Dive Brief:
- The Texas Permanent School Fund is adopting an “ESG skeptical” proxy voting matrix which pushes back on ESG resolutions put forward during annual shareholder meetings, the fund announced Monday.
- The new matrix — offered through Institutional Shareholder Services, the fund’s external proxy voting manager — will take effect immediately and be used to cast votes on behalf of the fund during the first half of the year, according to Texas PSF. The matrix was established “in response to widespread criticism” that ISS’s voting policies supported too many ESG shareholder resolutions, the fund said in the release.
- Texas PSF, which manages over $53 billion in assets and distributes nearly $2.2 billion to Texas K-12 schools annually, said it was among the first to adopt the matrix, which provides specific proxy voting guidance. The new strategy is now poised to impact the 40,000-50,000 proxy votes the fund casts every year.
Dive Insight:
In addition to offering the proxy voting matrix, ISS will also produce a report for the Texas PSF Corporation so it can conduct an annual review to ensure that the fund’s proxy votes comply with the matrix. The organization is a “special-purpose” governmental corporation — an entity that serves limited functions like public transportation or water and sewer services — created in 2021 that oversees the managing and investing of assets in the fund.

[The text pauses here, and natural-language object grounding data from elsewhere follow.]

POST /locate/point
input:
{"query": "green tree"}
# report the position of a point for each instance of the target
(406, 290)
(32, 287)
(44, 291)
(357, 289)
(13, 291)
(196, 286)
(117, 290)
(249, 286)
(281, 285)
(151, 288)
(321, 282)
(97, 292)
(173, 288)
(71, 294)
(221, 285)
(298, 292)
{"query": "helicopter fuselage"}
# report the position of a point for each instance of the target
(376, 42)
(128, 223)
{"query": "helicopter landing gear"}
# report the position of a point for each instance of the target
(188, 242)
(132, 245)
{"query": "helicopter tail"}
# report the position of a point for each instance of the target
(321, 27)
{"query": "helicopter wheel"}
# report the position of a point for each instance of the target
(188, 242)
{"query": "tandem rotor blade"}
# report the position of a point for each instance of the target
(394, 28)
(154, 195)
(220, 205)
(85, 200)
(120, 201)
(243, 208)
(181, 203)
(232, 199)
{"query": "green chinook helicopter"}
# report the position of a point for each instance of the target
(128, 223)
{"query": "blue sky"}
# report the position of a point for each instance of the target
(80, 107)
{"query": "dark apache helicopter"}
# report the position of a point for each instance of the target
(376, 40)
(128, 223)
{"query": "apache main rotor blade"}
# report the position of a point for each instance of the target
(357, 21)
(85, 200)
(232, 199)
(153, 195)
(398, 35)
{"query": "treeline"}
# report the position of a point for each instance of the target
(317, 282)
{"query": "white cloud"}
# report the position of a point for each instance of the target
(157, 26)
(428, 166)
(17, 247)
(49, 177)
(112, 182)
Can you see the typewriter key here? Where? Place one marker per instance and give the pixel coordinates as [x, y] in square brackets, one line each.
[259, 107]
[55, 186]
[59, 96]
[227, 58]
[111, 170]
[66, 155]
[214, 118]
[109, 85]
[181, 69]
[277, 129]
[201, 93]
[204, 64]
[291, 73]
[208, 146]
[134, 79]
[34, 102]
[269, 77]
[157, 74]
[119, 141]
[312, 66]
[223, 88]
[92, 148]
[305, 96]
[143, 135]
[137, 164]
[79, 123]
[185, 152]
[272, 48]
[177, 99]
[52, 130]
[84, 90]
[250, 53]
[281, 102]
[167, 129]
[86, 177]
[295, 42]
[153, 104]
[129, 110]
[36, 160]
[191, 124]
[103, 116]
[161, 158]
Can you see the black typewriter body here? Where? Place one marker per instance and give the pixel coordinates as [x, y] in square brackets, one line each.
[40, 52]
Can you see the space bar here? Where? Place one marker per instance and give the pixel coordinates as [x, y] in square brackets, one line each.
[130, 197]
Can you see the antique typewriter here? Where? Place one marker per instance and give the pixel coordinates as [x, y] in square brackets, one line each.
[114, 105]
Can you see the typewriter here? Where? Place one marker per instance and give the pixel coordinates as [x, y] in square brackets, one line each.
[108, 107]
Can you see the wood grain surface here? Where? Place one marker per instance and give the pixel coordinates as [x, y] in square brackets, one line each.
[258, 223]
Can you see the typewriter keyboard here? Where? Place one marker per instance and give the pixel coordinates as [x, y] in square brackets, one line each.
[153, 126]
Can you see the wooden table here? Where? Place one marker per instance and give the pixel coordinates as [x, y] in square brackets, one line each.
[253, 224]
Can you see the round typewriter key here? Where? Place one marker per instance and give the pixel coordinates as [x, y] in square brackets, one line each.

“ESG efforts have targeted Texas’ oil and gas economy, the very industry that generates the revenues that make the PSF an essential resource for Texas public schools,” Aaron Kinsey, the chairman of the state’s board of education and the corporation’s strategic planning and policy committee, said in the release. “We are making sure our votes are not cast in a way that is incompatible with our fiduciary duty to Texas.”
The matrix’s implementation comes shortly after Texas PSF pulled its $8.5 billion investment from BlackRock last month. The fund attributed the divestment to the asset manager’s alleged boycotting of fossil fuel and energy companies and said it terminated its two investment management services contracts to comply with Senate Bill 13.
SB13, a Texas law which passed in 2021, requires governmental organizations in the Lone Star State to stop doing business with companies that take actions to “limit commercial relations” with fossil fuel companies.
Though the fund’s press release did not mention the specific proxy voting guidelines that come under the matrix, the announcement was applauded by both Texas PSF Chair Tom Maynard and Texas Land Commissioner Dawn Buckingham, also a Texas PSF board member. In separate statements, Maynard and Buckingham each said the policy represents “Texas values,” and will safeguard management of the state’s mineral, oil and gas assets.